I like my Carhartt just fine. You really need to tote all that in service?
I like the apron for smaller stuff, wirenuts, heads, hardware, etc.....

If you were to wear that many tools with you at all times, I could definetly think of many other ways to distribute the load/locations........


----------



## Mptoth380 (Oct 9, 2011)

Man, you beat me to it. I'd love to get some other opinions on this apron, I've rocked the carhartt apron for 5 years now and I see a few of the improvements I would have put into it in this newer Klein version. Not a huge fan of the black tho, gonna look like a slob in 5 minutes. Dig the tape holder and pencil pockets tho, excellent ideas. I really hope the pockets are a bit deeper than the carhartt. Anyone seen one yet?


----------



## Mptoth380 (Oct 9, 2011)

Also love to know if it's USA made.


----------



## 76nemo (Aug 13, 2008)

I like the Carhartt for what's it's worth. Again, it's all hardware neighbored in it's pockets. I'll say this,......this being my main point. Look at set up on the Klein apron pics.

#1. That is a load very poorly distributed over a long day.

#2. *I would NOT like to take a fall with that pouch the way it's setup!!!!!*


----------



## chewy (May 9, 2010)

76nemo said:


> I like the Carhartt for what's it's worth. Again, it's all hardware neighbored in it's pockets. I'll say this,......this being my main point. Look at set up on the Klein apron pics.
> 
> #1. That is a load very poorly distributed over a long day.
> 
> #2. *I would NOT like to take a fall with that pouch the way it's setup!!!!!*


#3 You have to remove it to go for a whizz. :laughing:


----------



## Mptoth380 (Oct 9, 2011)

I'm going to agree with your earlier post nemo, there should never be that many hand tools in that apron, I also use it with minimal hand tools In the main pockets.

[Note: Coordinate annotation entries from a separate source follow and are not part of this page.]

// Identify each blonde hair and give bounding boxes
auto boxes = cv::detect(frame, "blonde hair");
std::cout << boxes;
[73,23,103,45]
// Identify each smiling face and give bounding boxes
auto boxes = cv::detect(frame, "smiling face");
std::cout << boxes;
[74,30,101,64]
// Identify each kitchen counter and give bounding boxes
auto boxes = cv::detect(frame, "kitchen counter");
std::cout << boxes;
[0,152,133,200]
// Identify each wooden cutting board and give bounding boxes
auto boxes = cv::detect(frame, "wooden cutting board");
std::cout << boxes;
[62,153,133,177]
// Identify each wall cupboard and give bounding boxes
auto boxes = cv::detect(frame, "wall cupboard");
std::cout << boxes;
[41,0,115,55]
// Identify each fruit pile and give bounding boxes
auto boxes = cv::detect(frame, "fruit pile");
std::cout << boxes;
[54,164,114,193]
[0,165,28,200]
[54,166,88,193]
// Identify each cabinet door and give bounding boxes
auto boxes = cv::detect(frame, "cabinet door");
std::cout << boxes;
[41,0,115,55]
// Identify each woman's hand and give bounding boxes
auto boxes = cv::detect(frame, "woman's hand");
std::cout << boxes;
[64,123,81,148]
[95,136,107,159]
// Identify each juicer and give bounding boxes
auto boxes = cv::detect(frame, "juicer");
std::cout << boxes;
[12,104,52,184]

I keep a small leather pouch on the side of my apron for the few hand tools I use at a time to keep them off my stomach for the times I need to crouch, bend over, kneel etc. I do still like the design of the Klein pouch. Just not sure if I would pull the trigger on that purchase yet. I do need a new apron tho :/


----------



## wick19 (Apr 8, 2011)

Materials (fittings, wirenuts, etc) would go in the front pouches. Tools are probably in there to show the capacity since photo can't show the actual use.


----------



## sayn3ver (Sep 13, 2011)

i was deciding between this and the carhartt. 
The klein came in the mail today.
I ordered the M/L sized one.
I'm 6'2 185lbs and am between a 32 and a 34 pants size...32 just a wee bit snug and the 34 I swim in.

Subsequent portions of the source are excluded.